Whelan S, Goldman N
Department of Zoology, University of Cambridge, Cambridge, England.
Mol Biol Evol. 2001 May;18(5):691-9. doi: 10.1093/oxfordjournals.molbev.a003851.
Phylogenetic inference from amino acid sequence data uses mainly empirical models of amino acid replacement and is therefore dependent on those models. Two of the more widely used models, the Dayhoff and JTT models, are estimated using similar methods that can utilize large numbers of sequences from many unrelated protein families but are somewhat unsatisfactory because they rely on assumptions that may lead to systematic error and discard a large amount of the information within the sequences. The alternative method of maximum-likelihood estimation may utilize the information in the sequence data more efficiently and suffers from no systematic error, but it has previously been applicable to relatively few sequences related by a single phylogenetic tree. Here, we combine the best attributes of these two methods using an approximate maximum-likelihood method. We implemented this approach to estimate a new model of amino acid replacement from a database of globular protein sequences comprising 3,905 amino acid sequences split into 182 protein families. While the new model has an overall structure similar to those of other commonly used models, there are significant differences. The new model outperforms the Dayhoff and JTT models with respect to maximum-likelihood values for a large majority of the protein families in our database. This suggests that it provides a better overall fit to the evolutionary process in globular proteins and may lead to more accurate phylogenetic tree estimates. Potentially, this matrix, and the methods used to generate it, may also be useful in other areas of research, such as biological sequence database searching, sequence alignment, and protein structure prediction, for which an accurate description of amino acid replacement is required.

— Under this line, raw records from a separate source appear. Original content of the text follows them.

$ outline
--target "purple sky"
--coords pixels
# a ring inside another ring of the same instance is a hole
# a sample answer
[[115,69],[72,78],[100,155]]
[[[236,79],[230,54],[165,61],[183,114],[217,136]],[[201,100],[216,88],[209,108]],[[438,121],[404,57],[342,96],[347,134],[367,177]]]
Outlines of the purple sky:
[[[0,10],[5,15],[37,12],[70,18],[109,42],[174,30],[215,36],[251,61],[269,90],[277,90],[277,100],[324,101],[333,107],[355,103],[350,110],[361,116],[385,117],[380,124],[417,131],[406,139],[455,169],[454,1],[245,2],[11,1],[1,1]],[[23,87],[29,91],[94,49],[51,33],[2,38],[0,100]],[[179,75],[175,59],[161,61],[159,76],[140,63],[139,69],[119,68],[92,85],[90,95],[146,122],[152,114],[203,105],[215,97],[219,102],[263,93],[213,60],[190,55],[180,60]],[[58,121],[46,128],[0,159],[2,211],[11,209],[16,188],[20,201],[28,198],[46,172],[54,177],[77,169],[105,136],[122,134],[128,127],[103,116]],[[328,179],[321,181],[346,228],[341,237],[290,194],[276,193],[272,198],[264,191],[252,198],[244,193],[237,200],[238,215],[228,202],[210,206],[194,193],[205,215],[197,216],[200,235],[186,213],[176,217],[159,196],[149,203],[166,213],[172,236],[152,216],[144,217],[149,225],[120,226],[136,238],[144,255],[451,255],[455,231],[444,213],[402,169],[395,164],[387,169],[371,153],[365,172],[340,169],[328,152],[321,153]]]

基于氨基酸序列数据的系统发育推断主要使用氨基酸替换的经验模型,因此依赖于这些模型。两种使用较为广泛的模型,即Dayhoff模型和JTT模型,是通过类似的方法估计出来的,这些方法可以利用来自许多不相关蛋白质家族的大量序列,但它们有些不尽人意,因为它们依赖的假设可能会导致系统误差,并且会丢弃序列中的大量信息。最大似然估计的替代方法可能能更有效地利用序列数据中的信息,并且不存在系统误差,但此前它仅适用于由单个系统发育树关联的相对较少的序列。在这里,我们使用一种近似最大似然方法结合了这两种方法的最佳特性。我们实施了这种方法,从一个包含3905个氨基酸序列、分为182个蛋白质家族的球状蛋白质序列数据库中估计出一个新的氨基酸替换模型。虽然新模型的整体结构与其他常用模型相似,但也存在显著差异。对于我们数据库中的绝大多数蛋白质家族,新模型在最大似然值方面优于Dayhoff模型和JTT模型。这表明它能更好地整体拟合球状蛋白质的进化过程,可能会带来更准确的系统发育树估计。潜在地,这个矩阵以及用于生成它的方法,在其他研究领域,如生物序列数据库搜索、序列比对和蛋白质结构预测中也可能有用,因为这些领域需要对氨基酸替换进行准确描述。